Ivy Compton-Burnett isn’t entirely new to me, as I attempted to read her at university (but, I will freely admit, found her all but impossible to penetrate). After attending a talk on her, I went back to her books, and I’m so glad I did. I’ve written here about A House and its Head.
More Women Than Men features a similar domestic tyrant, in the person of Josephine Napier, who runs a girls’ school. Her appearance is benign, but in reality she is cruel and manipulative. Her brother, Jonathan, has a very gay relationship with a much younger, effete man, called Felix, who likes to sit on his lap and talk about their intimacy. Yet Jonathan, in his youth, sired a son called Gabriel, whom Josephine has brought up as her own.
Though set in a girls’ school, we see nothing of the appartus of education. There is a hilarious scene at a party, where Felix defends his position as drawing master to parents who think that teaching girls is beneath a man. The plot hinges around two weddings: one ends in tragedy.
It would not be giving away too much to say that there are many secrets in the book: that to do with Gabriel’s parentage is the most pertinent to the plot. There are also, as you would expect from a Compton-Burnett novel, two deaths: one absolutely farcical; the other absolutely sinister, and perhaps the most inventive murder I’ve ever read about.
The characters speak elusively, elliptically and insinuatingly. It can sometimes be hard to make out what it is that they are - or aren’t - saying. Like A House and its Head, they try to escape tyranny, and some manage it: but Josephine retains her position, and it’s clear, at the end, that she’s willing to continue her manipulations and power plays all her life.

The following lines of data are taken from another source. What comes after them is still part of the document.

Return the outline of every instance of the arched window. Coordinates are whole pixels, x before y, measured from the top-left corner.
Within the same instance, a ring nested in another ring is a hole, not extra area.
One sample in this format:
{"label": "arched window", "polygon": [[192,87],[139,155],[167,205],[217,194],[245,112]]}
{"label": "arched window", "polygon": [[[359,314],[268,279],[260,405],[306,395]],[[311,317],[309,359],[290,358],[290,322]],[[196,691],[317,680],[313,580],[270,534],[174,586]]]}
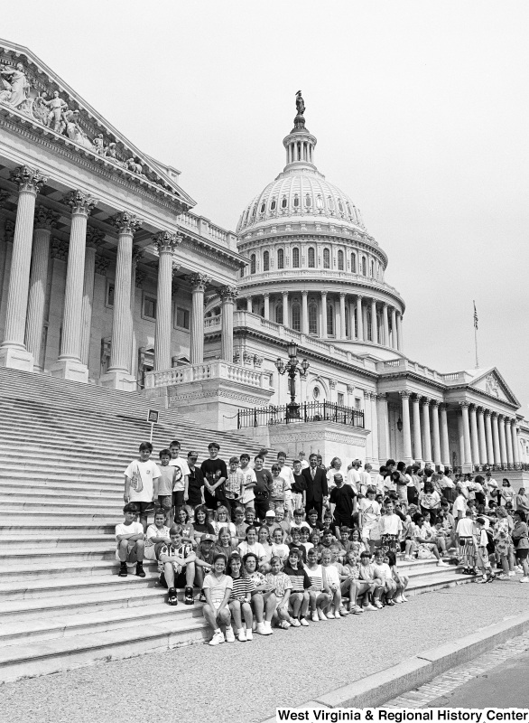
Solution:
{"label": "arched window", "polygon": [[309,304],[309,333],[318,333],[318,305]]}
{"label": "arched window", "polygon": [[299,304],[292,304],[292,329],[296,332],[302,331],[302,307]]}
{"label": "arched window", "polygon": [[334,305],[327,305],[327,335],[334,336]]}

Reading an Ivy Compton-Burnett novel can be an odd experience. If you are distracted by a knock on the door, or similar, you may find that you’ve missed something crucial. But it remains strangely satisfying, and her understanding of human psychology and emotion is absolutely pinpoint. They are snapshots of life, even if they seem artificial: somehow, the artificiality is what renders the characters human. I’m certainly looking forward to reading more.